Now, ordinary law-abiding people are endangered worse with every coming day. Heterosexual contagion is spreading as a forest fire, he went on.

"Safe sex propaganda is a sine qua non, if we are to stop the danger. HIV carriers' treatment is just as indispensable. Certain patients have been taking medicines for five, six or even ten years. They all feel fine, and keep perfectly fit," said Dr. Pokrovsky as he called "not to discriminate against carriers. The public must know they can have healthy children and live normal life in every other respect. Such people can work for all they are worth, and last to the day when we shall know how to do away with the virus."

The expert strongly called to reduce medicine prices and facilitate public access to treatment.
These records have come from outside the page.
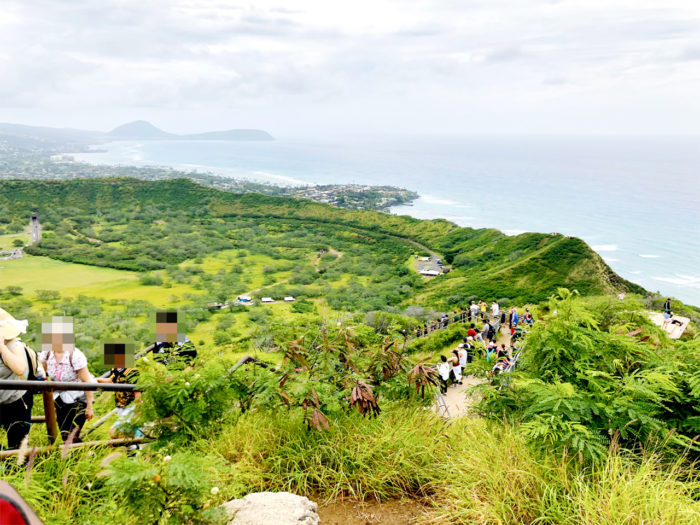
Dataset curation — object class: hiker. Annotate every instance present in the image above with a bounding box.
[457,343,467,375]
[464,337,474,363]
[151,312,197,370]
[39,317,94,443]
[97,368,143,438]
[663,297,673,328]
[469,301,479,322]
[508,306,518,335]
[481,320,493,341]
[447,350,462,385]
[438,355,450,395]
[474,323,486,344]
[0,308,41,448]
[479,300,488,319]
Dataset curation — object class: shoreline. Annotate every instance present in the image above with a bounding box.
[61,141,700,304]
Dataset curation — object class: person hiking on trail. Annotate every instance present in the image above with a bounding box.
[479,301,489,319]
[469,301,479,321]
[457,343,467,375]
[151,312,197,368]
[438,355,451,395]
[508,306,518,335]
[39,317,94,443]
[481,321,492,341]
[447,350,462,385]
[0,308,43,449]
[663,297,673,328]
[97,368,143,438]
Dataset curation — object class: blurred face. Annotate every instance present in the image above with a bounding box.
[156,323,177,343]
[41,317,75,353]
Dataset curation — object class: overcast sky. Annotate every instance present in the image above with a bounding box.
[0,0,700,137]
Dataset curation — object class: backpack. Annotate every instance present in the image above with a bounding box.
[24,345,46,395]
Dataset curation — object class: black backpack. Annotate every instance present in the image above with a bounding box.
[24,345,46,395]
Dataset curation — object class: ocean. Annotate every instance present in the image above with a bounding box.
[74,136,700,305]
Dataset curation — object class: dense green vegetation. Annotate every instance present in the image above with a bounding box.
[0,179,643,307]
[0,179,700,525]
[480,290,700,460]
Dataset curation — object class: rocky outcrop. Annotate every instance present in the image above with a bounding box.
[222,492,319,525]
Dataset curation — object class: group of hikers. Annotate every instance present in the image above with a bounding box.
[415,301,534,343]
[430,301,535,394]
[0,308,197,449]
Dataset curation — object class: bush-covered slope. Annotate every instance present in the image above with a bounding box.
[0,179,644,305]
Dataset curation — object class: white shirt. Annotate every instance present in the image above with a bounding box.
[39,348,87,403]
[438,363,451,381]
[458,348,467,366]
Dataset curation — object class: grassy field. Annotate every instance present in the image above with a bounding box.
[0,255,196,306]
[0,232,30,250]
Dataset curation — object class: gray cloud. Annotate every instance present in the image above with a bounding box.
[0,0,700,132]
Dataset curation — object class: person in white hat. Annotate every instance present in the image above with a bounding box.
[39,316,95,443]
[0,308,32,448]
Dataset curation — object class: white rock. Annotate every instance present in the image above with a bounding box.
[221,492,319,525]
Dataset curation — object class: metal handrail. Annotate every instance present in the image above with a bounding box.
[0,379,143,392]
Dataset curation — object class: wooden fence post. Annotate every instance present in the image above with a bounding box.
[41,390,58,445]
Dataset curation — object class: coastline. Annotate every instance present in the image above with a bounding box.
[65,141,700,304]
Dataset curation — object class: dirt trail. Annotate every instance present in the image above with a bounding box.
[435,376,484,418]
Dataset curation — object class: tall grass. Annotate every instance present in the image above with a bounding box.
[208,405,700,525]
[1,403,700,525]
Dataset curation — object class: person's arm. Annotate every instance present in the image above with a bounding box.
[0,337,27,377]
[76,367,95,419]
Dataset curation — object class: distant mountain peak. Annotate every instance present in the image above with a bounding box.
[107,120,275,141]
[108,120,172,139]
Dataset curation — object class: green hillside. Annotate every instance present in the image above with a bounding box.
[0,179,700,525]
[0,179,643,307]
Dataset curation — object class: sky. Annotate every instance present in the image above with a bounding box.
[0,0,700,137]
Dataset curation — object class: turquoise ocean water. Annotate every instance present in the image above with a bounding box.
[75,137,700,305]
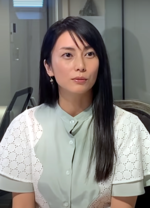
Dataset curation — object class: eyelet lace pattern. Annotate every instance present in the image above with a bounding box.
[0,108,49,208]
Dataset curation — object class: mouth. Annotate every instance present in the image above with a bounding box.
[72,77,87,84]
[72,77,87,81]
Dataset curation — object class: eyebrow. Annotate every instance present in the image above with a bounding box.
[60,45,92,51]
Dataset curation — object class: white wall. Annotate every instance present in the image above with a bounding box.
[0,0,10,106]
[125,0,150,103]
[9,1,29,95]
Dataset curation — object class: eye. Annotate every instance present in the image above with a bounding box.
[62,53,72,59]
[86,51,96,58]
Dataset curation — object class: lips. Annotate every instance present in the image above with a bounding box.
[73,77,87,80]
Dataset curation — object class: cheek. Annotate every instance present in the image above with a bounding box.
[53,59,70,84]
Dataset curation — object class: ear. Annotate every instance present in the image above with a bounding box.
[43,59,54,77]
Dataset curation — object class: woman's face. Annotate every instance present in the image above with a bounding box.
[44,31,99,94]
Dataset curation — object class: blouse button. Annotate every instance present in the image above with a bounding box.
[69,140,73,145]
[70,120,74,124]
[63,202,69,207]
[66,170,70,175]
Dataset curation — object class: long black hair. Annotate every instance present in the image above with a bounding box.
[39,17,115,182]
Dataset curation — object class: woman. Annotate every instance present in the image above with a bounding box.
[0,17,150,208]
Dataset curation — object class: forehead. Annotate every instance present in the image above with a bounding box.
[54,31,89,49]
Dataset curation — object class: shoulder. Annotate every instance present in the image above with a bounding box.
[114,106,143,130]
[114,106,150,147]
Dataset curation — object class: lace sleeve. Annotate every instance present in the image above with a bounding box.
[113,113,150,186]
[0,111,32,183]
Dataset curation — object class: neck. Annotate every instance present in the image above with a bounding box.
[58,91,92,117]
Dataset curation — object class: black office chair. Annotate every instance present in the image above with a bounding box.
[114,100,150,208]
[0,87,34,208]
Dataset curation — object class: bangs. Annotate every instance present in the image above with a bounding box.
[68,30,87,48]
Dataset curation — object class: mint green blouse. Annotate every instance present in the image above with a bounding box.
[0,104,150,208]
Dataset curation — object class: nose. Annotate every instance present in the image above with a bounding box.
[76,57,86,72]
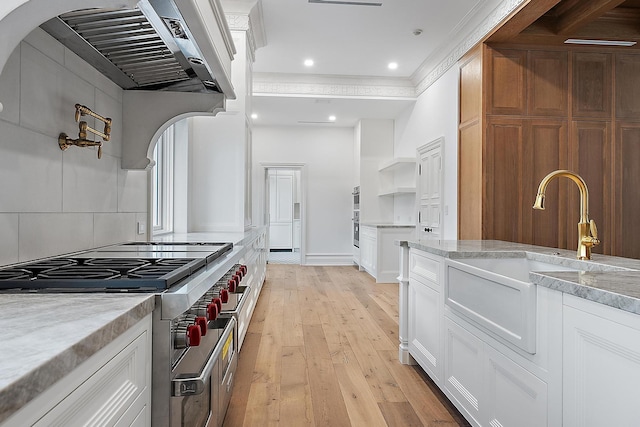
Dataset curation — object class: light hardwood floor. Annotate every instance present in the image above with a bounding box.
[224,264,469,427]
True, the World Bank and the global foundation against AIDS, TB and malaria are making target grants for Russian HIV medication and AIDS prevention programmes-but that is not enough. "The allocations must grow several dozen-fold even within the next three years," he stressed.

"Treatment fees must see a drastic cut. That is no less important. There are two ways to do it. We can promote Russian-based production of medicines generically analogous to those invented by the world's foremost companies. We can also get to the negotiation table with those manufacturers, and coax them to reduce medicine prices. There is still another way-to convince the federal government to reduce taxes and customs duties for involved pharmaceutical companies. That, too, will help to drop the prices."

The matter is under consideration at Russia's Ministry of Health and Social Development, Dr. Pokrovsky hopefully added.